Клава выжила. Март выдался тёплым — днём уже таяло, ночью подмораживало, но жить стало легче. Иван сдержал слово: приходил каждую неделю, приносил продукты, дрова, газеты. Они пили чай, разговаривали. Клава узнала, что он вдовец, детей нет, живёт в лесу двадцать лет, от людей отвык. Раньше был инженером в городе, а потом всё бросил, ушёл в глушь.
— Дурак был, — говорил он. — А теперь поздно возвращаться.
— И не надо, — отвечала Клава. — Здесь тоже жизнь.
Рыжуха поправилась. Шерсть отросла, глаз зажил (хоть и косил теперь), лапа срослась, хвост стал пушистым, рыжим, как огонь. Она перестала приносить дрова — теперь приносила дичь. То глухаря, то зайца, то тетерева. Клава жарила, варила, кормила Ивана, котов и лису. Все были сыты. Все были живы.
В апреле пришёл Серёга на грузовике. Увидел лису — чуть не застрелил из ружья, но Клава загородила собой.
— Не тронь, — сказала. — Она моя. Спасительница.

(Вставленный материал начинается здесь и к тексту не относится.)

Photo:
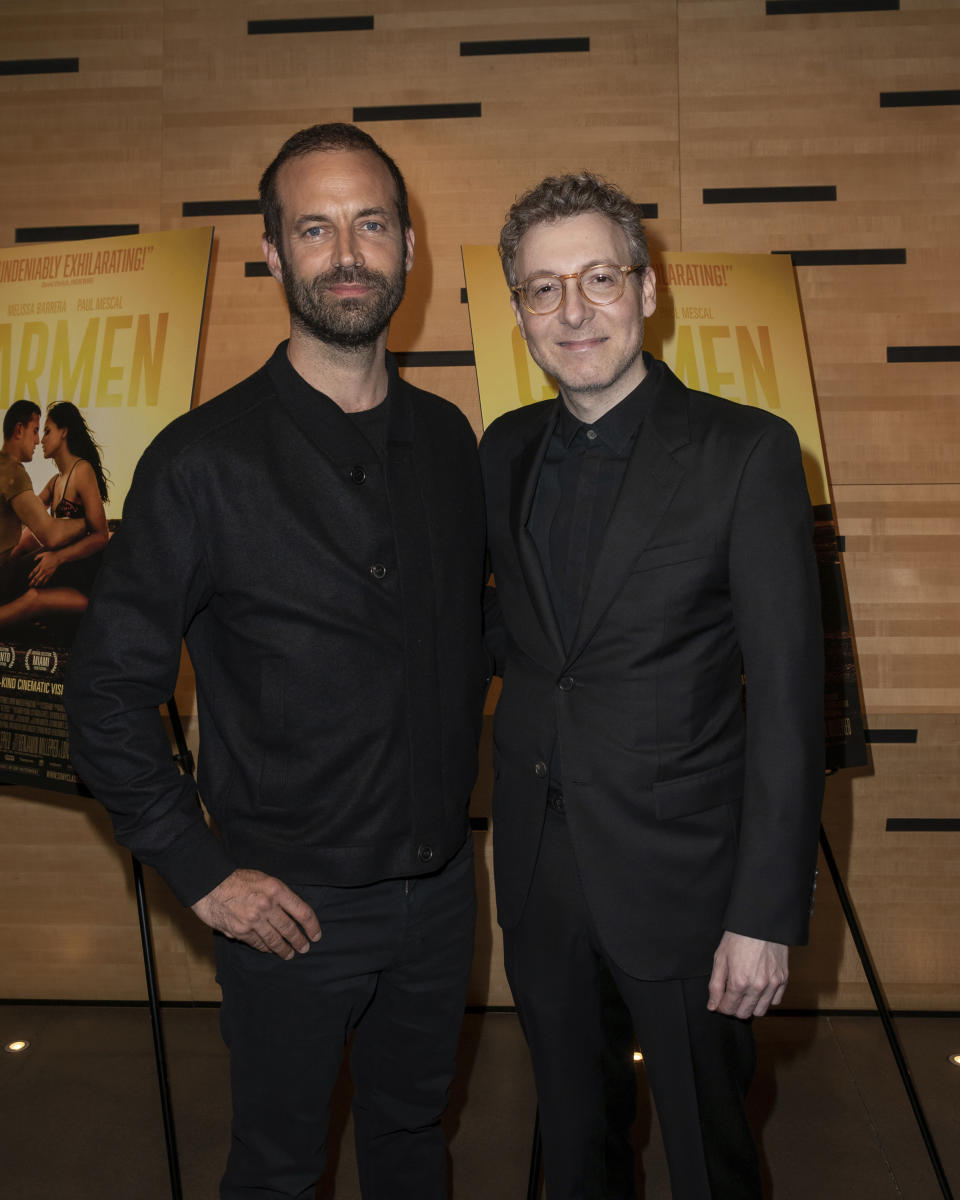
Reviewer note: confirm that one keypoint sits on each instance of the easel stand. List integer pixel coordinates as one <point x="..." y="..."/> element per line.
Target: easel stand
<point x="147" y="942"/>
<point x="185" y="760"/>
<point x="880" y="1000"/>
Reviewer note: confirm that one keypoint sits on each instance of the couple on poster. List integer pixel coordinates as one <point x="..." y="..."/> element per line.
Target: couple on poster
<point x="51" y="545"/>
<point x="654" y="843"/>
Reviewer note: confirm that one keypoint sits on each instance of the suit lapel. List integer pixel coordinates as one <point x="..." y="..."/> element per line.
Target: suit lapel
<point x="652" y="479"/>
<point x="525" y="474"/>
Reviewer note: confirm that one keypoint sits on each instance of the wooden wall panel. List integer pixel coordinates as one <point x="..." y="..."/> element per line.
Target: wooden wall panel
<point x="174" y="102"/>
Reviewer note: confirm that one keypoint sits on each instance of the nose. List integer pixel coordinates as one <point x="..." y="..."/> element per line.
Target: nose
<point x="347" y="250"/>
<point x="574" y="310"/>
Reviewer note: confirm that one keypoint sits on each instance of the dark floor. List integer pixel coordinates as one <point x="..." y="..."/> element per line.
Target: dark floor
<point x="79" y="1115"/>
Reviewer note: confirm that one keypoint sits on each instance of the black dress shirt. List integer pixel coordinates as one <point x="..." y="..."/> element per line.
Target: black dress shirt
<point x="579" y="485"/>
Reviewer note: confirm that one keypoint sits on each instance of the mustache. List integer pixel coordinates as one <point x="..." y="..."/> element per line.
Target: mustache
<point x="349" y="275"/>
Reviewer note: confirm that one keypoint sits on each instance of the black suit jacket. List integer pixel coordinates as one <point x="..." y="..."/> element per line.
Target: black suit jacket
<point x="330" y="598"/>
<point x="688" y="814"/>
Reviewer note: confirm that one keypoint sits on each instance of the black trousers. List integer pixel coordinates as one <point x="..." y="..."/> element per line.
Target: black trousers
<point x="393" y="967"/>
<point x="576" y="1008"/>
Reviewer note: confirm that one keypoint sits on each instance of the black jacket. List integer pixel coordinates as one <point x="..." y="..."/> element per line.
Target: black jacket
<point x="688" y="815"/>
<point x="330" y="600"/>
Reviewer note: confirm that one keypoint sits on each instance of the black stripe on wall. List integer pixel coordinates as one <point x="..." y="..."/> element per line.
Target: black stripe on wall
<point x="40" y="66"/>
<point x="767" y="195"/>
<point x="889" y="736"/>
<point x="220" y="208"/>
<point x="781" y="7"/>
<point x="923" y="825"/>
<point x="414" y="112"/>
<point x="923" y="353"/>
<point x="72" y="233"/>
<point x="310" y="25"/>
<point x="527" y="46"/>
<point x="918" y="99"/>
<point x="435" y="358"/>
<point x="845" y="257"/>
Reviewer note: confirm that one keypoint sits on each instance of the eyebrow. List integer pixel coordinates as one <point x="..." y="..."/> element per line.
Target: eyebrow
<point x="319" y="217"/>
<point x="594" y="262"/>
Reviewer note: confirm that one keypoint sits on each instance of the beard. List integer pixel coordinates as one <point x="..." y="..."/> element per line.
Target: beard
<point x="349" y="323"/>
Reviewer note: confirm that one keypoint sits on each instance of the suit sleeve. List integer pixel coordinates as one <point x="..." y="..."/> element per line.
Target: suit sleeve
<point x="775" y="595"/>
<point x="124" y="666"/>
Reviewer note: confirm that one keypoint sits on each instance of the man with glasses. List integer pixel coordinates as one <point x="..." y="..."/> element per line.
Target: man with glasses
<point x="655" y="838"/>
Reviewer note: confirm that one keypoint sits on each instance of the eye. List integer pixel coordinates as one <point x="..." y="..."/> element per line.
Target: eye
<point x="603" y="277"/>
<point x="547" y="286"/>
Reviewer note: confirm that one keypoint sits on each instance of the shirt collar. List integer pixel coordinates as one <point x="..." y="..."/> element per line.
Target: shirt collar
<point x="619" y="425"/>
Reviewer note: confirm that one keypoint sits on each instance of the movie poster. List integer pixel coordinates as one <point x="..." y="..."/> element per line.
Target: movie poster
<point x="729" y="324"/>
<point x="111" y="327"/>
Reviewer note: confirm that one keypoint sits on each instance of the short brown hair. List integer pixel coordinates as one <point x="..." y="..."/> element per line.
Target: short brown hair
<point x="569" y="196"/>
<point x="333" y="136"/>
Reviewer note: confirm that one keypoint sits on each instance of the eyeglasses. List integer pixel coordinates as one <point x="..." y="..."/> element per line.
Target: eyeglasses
<point x="543" y="294"/>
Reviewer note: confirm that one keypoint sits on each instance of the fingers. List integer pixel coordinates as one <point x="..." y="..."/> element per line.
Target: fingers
<point x="748" y="977"/>
<point x="263" y="912"/>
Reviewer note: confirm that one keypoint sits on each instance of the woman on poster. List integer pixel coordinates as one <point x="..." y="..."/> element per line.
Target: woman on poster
<point x="60" y="580"/>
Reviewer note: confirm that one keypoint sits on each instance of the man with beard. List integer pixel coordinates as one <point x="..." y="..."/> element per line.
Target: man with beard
<point x="317" y="534"/>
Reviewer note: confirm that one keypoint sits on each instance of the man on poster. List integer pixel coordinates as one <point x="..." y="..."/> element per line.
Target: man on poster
<point x="19" y="504"/>
<point x="317" y="534"/>
<point x="654" y="841"/>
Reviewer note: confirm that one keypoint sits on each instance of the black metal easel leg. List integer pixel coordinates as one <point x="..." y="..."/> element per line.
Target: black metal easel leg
<point x="880" y="1000"/>
<point x="147" y="942"/>
<point x="537" y="1157"/>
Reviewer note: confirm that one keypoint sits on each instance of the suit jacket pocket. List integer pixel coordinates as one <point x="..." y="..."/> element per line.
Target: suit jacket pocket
<point x="675" y="553"/>
<point x="685" y="795"/>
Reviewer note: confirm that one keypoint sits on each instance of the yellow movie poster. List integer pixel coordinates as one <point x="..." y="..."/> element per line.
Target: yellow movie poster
<point x="729" y="324"/>
<point x="101" y="337"/>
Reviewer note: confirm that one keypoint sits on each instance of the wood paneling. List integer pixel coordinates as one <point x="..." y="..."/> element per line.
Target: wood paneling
<point x="174" y="102"/>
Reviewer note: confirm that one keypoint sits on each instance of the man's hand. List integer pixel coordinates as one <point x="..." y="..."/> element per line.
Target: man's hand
<point x="261" y="911"/>
<point x="43" y="568"/>
<point x="748" y="976"/>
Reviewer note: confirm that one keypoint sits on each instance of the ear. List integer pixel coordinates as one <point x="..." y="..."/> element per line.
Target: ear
<point x="519" y="315"/>
<point x="273" y="258"/>
<point x="648" y="291"/>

Серёга не поверил сначала, но Иван подтвердил: лиса, мол, ручная, добрая, людей не боится. Так и осталась Рыжуха жить в избе.
8.
Лето выдалось жаркое. Горюново зазеленело — трава вымахала по пояс, сирень цвела так, что голова кружилась, на кладбище выросли грибы. Клава впервые за много лет вышла в огород. Посадила картошку, морковку, лук. Рыжуха ходила за ней хвостом, коты спали на грядках, Иван приходил каждые выходные, помогал полоть, копать, чинить забор.
— Ты знаешь, — сказала Клава однажды вечером, сидя на крыльце. — Я ведь хотела умереть. В ту зиму. Думала — ну зачем такая жизнь? Одна, никому не нужная, в пустой деревне. А теперь…
Она посмотрела на Рыжуху, которая лежала у её ног, положив голову на лапы.
— А теперь не хочу. Жить хочу.
Лиса подняла голову, лизнула её в руку.
9.
Клава прожила ещё семь лет. До девяноста пяти — или девяноста восьми, никто точно не считал. Она умерла летом, в июле, когда цвела сирень. Сидела на крыльце, вязала носок, закрыла глаза и не открыла.
Коты и лиса сидели рядом. Иван пришёл через два дня — должен был прийти в воскресенье, а пришёл в понедельник, потому что задержался в лесу. Нашёл её замёрзшей — нет, не замёрзшей, остывшей, потому что июльское солнце грело, а она сидела с носком в руках и улыбалась.
Он похоронил её на старом кладбище, рядом с родителями. Котов забрал к себе в сторожку. А лиса… лиса не пошла. Она осталась в избе. Сидела на крыльце, смотрела на дорогу и ждала. Три дня. Потом ушла в лес. Иван искал её, звал — не пришла.
Через год, в июле, Иван приехал на кладбище поправить крест. И увидел: на могиле Клавы сидит рыжая лиса. Не молодая уже, с проседью на морде, с косым глазом. Сидит, смотрит на крест.
— Рыжуха, — позвал Иван.
Лиса обернулась, посмотрела на него, потом на могилу. Встала, подошла, ткнулась носом в руку. И ушла. В лес. Медленно, тяжело, старая.
Она приходила на могилу каждое лето, в день смерти Клавы. Сидела до заката и уходила. Иван видел её несколько раз, потом перестал. Говорят, лисы живут лет десять-двенадцать. Рыжуха прожила пятнадцать. И в последний год, говорят, привела с собой лисят — трёх маленьких, рыжих, с чёрными носами. Они сидели вокруг неё на могиле, а она смотрела на крест и будто что-то шептала.
Теперь в Горюнове опять никто не живёт. Изба развалилась, огород зарос, кладбище почти сравнялось с землёй. Но старики из соседнего посёлка рассказывают: если прийти туда летом, на закате, можно увидеть лис. Они сидят на том месте, где было крыльцо, и смотрят на запад. А одна — самая старая, с белой мордой и косым глазом — сидит отдельно, у покосившегося креста. И сидит так долго, что кажется — она ждёт. Кого? Может быть, ту, которая когда-то открыла дверь в крещенский мороз и сказала: «Заходи, рыжая. Заходи, родная».